Additionally, if you need to modify the value inside an Rc, Rust provides two methods: get_mut() and make_mut(). Both methods come with side effects or restrictions.

• get_mut() requires a "unique reference" check, meaning there can be no sharing before modification.

// Modify the referenced variable – `get_mut` returns an `Option` object.
// Note that modification is only allowed when (there is only one strong reference && no weak references).
if let Some(val) = Rc::get_mut(&mut strong) {
    *val = 555;
}

• make_mut() will clone the current reference, making it no longer shared. It creates a completely new copy.
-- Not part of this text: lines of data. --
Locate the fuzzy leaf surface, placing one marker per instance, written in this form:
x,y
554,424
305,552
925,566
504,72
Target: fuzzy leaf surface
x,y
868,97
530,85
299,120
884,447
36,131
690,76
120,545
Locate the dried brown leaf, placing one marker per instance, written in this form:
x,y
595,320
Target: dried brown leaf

// You can modify the reference here, but it uses cloning, meaning that `strong` is now independent.
*Rc::make_mut(&mut strong) = 555;

If you don’t handle this correctly, you could run into many memory safety issues. Pay close attention to these small details; otherwise, you might find yourself completely baffled by how your code is running.

If you want a more flexible experience with smart pointers, there’s another option—Cell and RefCell. These help compensate for the ownership system's limitations in certain scenarios, providing set()/get() and borrow()/borrow_mut() methods. These allow your program to be more flexible without being overly constrained. See the following example:

use std::cell::Cell;
use std::cell::RefCell;

let x = Cell::new(1);
let y = &x; // Reference (borrowing)
let z = &x; // Reference (borrowing)
x.set(2); // Can modify, and `x`, `y`, `z` will all reflect the change.
y.set(3);
z.set(4);
println!("x={} y={} z={}", x.get(), y.get(), z.get());

let x = RefCell::new(vec![1, 2, 3, 4]);
{
    println!("{:?}", *x.borrow());
}
{
    let mut my_ref = x.borrow_mut();
    my_ref.push(1);
}
println!("{:?}", *x.borrow());

As you can see from the examples above, it becomes more convenient to use smart pointers. However, it’s important to note that Cell and RefCell are not thread-safe. In multithreading, you’ll need to use Mutex for mutual exclusion.